PALU, LPMQALAMUN.com – Fakultas Dakwah dan Komunikasi Islam (FDKI) UIN Datokarama Palu menggelar pembekalan bagi mahasiswa peserta Praktik Pengalaman Lapangan (PPL) pada Rabu, (31/07/2025).
Kegiatan yang berlangsung di Aula Pascasarjana Kampus I ini bersifat wajib dan menjadi syarat sebelum mahasiswa turun ke instansi masing-masing.
Dalam kegiatan tersebut, materi pertama disampaikan oleh Wakil Dekan (Wadek) I FDKI, Muhammad Ulil Hidayat, S.Ag., M.Fil.I. Ia menekankan pentingnya akhlak mahasiswa sebagai cerminan dari UIN Datokarama Palu ketika berada di tengah masyarakat.
“Pembekalan ini bukan sekadar formalitas. Mahasiswa PPL harus mampu mencerminkan akhlaknya UIN di instansi-instansi yang mereka tempati,” ujarnya di hadapan para peserta.
Sementara itu, materi kedua dibawakan oleh Ketua Prodi Komunikasi dan Penyiaran Islam (KPI), Dr. Khairuddin Cikka, S.Kom.I.,M.Pd.I, yang mengangkat tema public speaking. Ia menjelaskan bahwa kemampuan berbicara sangat penting agar mahasiswa tidak menjadi pribadi pasif saat berada di lapangan.
“Kita tidak ingin mereka jadi orang bisu di sana. Public speaking ini penting supaya mereka bisa berkomunikasi dengan baik di tempat mereka ditempatkan,” ucapnya.
Panitia menjelaskan bahwa pembekalan ini bersifat wajib karena termasuk dalam rangkaian resmi agenda PPL. Mahasiswa yang berhalangan hadir diwajibkan melampirkan surat keterangan resmi.
“Kalaupun ada yang berhalangan, seperti salah satu mahasiswa PMI yang ikut lomba di Gorontalo, tetap harus menyertakan surat. Kemarin, dia lampirkan surat dari klub tenis mejanya, lalu disampaikan ke dekan dan diteruskan ke panitia. Itu prosedurnya,” jelas salah satu panitia.
PPL FDKI dijadwalkan berlangsung selama satu bulan, mulai tanggal 4 Agustus hingga 4 September 2025. Mahasiswa akan ditempatkan di berbagai instansi sesuai prodi masing-masing.
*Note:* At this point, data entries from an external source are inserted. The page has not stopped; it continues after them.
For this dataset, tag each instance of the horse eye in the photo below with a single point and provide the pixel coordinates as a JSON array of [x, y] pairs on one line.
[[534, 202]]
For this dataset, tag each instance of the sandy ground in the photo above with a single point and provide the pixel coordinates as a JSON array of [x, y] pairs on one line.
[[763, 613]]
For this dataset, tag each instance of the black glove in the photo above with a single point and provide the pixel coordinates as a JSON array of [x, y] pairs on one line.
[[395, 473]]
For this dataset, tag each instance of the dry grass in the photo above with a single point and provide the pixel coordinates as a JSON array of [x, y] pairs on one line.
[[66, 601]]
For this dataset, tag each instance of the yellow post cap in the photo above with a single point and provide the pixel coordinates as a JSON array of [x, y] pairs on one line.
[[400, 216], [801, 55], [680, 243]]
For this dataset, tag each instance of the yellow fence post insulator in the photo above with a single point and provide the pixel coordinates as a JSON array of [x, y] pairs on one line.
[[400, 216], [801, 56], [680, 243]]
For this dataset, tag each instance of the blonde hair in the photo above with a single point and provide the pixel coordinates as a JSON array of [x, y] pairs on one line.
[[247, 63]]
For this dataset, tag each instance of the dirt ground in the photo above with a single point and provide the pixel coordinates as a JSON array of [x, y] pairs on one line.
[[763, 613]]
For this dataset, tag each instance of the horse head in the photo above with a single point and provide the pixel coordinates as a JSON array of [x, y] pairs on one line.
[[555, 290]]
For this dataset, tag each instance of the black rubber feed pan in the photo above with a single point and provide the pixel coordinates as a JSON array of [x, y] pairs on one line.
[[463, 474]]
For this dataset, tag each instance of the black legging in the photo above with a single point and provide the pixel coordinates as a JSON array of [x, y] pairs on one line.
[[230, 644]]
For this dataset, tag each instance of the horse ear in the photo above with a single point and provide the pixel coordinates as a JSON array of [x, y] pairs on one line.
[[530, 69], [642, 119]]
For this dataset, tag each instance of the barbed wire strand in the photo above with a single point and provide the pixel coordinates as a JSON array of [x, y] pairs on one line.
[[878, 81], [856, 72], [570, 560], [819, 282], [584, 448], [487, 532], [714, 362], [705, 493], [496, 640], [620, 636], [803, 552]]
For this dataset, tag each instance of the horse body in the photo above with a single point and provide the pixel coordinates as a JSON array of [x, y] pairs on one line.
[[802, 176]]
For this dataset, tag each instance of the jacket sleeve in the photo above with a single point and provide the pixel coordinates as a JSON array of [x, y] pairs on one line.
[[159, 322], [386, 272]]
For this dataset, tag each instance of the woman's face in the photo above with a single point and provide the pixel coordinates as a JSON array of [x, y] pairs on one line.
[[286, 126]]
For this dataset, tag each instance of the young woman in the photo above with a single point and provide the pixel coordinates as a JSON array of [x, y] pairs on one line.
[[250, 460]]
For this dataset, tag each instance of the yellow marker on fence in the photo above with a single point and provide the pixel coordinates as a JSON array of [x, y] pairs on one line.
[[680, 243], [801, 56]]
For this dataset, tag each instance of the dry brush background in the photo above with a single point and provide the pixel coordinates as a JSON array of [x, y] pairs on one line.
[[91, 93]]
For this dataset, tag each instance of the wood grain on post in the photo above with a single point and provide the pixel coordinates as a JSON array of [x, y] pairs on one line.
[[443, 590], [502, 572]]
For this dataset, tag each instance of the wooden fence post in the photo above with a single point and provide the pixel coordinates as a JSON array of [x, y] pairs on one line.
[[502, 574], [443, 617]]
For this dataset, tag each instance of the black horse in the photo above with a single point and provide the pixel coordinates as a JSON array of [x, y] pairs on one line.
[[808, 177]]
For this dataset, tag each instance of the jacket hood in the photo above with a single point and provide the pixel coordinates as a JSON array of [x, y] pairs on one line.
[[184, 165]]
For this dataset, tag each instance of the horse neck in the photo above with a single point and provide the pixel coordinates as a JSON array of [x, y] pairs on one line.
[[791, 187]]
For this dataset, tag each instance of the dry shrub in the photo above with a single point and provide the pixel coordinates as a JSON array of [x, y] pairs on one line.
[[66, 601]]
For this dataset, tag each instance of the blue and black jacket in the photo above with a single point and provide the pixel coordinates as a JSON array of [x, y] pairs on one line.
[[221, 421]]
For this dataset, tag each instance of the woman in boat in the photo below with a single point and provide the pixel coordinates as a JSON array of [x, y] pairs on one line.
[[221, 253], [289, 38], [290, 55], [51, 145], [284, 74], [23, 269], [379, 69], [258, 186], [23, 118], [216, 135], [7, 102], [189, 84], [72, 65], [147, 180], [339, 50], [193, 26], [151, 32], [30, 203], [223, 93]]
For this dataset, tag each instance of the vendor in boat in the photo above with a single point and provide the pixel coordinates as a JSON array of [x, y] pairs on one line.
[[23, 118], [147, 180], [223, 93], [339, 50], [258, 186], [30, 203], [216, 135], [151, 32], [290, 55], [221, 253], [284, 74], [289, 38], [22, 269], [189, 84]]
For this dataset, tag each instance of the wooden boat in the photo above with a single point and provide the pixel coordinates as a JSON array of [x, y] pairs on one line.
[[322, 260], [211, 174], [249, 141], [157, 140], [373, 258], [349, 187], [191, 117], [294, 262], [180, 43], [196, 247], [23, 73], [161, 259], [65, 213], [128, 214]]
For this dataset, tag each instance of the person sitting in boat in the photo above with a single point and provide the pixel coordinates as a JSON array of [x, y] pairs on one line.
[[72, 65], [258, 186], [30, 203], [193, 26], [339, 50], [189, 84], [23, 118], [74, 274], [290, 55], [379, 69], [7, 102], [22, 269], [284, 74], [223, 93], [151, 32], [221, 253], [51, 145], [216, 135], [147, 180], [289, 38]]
Untuk Prodi KPI, terdapat sembilan instansi mitra seperti stasiun TV, radio, KPID, dan KUA. Mahasiswa BKI akan melakukan praktik di unit layanan Bimbingan Konseling kampus, MAN 1 dan MAN 2 Palu, serta BNN. Sedangkan mahasiswa PMI yang berjumlah sembilan orang akan ditempatkan di Dinas Sosial Provinsi Sulawesi Tengah.
Selama pelaksanaan PPL, mahasiswa akan dipantau langsung oleh guru pamong dari setiap instansi. Guru pamong bertugas mengarahkan dan menilai kinerja mahasiswa di lapangan.
“Kalau ada mahasiswa yang malas atau tidak aktif, guru pamong yang menilai. Nilai itu nantinya dikirim ke kami dan akan diinput untuk penilaian akhir,” terang panitia.
Sertifikat kelulusan PPL akan diberikan kepada mahasiswa yang dinyatakan lulus berdasarkan evaluasi tersebut.
Rencananya, para peserta akan mulai turun ke instansi masing-masing pada Senin, 4 Agustus 2025. Mereka akan dilepas secara resmi oleh Dekan FDKI dan diantar langsung oleh dosen pembimbing ke 14 instansi yang telah ditentukan, termasuk instansi yang berada di lingkungan UIN Datokarama sendiri.
Pembekalan ini diharapkan dapat menjadi bekal akademik dan mental bagi mahasiswa dalam mengimplementasikan nilai-nilai keilmuan dan keislaman secara nyata di lapangan.